Poisson Processes

Poisson processes are fundamental stochastic models for random sets of points in time or space. In this chapter we study their defining properties, four ways to sample them, and how to go beyond simple Poisson models with self-exciting and doubly stochastic processes.

Defining Properties of a Poisson Process¶

A Poisson process is a stochastic process that generates a random set of points $\{\mathbf{x}_n\}_{n=1}^N \subset \mathcal{X}$ . It is governed by an intensity function $\lambda(\mathbf{x}): \mathcal{X} \to \mathbb{R}_+$ .

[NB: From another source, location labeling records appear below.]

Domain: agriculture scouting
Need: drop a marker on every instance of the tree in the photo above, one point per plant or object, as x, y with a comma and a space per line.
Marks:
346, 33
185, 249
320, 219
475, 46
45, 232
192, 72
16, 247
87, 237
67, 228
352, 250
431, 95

Two key properties define a Poisson process:

Property 1 (Poisson counts): The number of points in any measurable set $\mathcal{A}$ follows a Poisson distribution,
$N(\mathcal{A}) \sim \mathrm{Poisson}\!\left(\int_{\mathcal{A}} \lambda(\mathbf{x})\, d\mathbf{x} \right).$
(1)
Property 2 (Independence): Counts on disjoint sets are independent,
$N(\mathcal{A}) \perp N(\mathcal{B}) \iff \mathcal{A} \cap \mathcal{B} = \varnothing.$
(2)

An inhomogeneous Poisson process on [0, T] with a time-varying intensity \lambda(t). — An inhomogeneous Poisson process on $[0, T]$ with a time-varying intensity $\lambda(t)$ .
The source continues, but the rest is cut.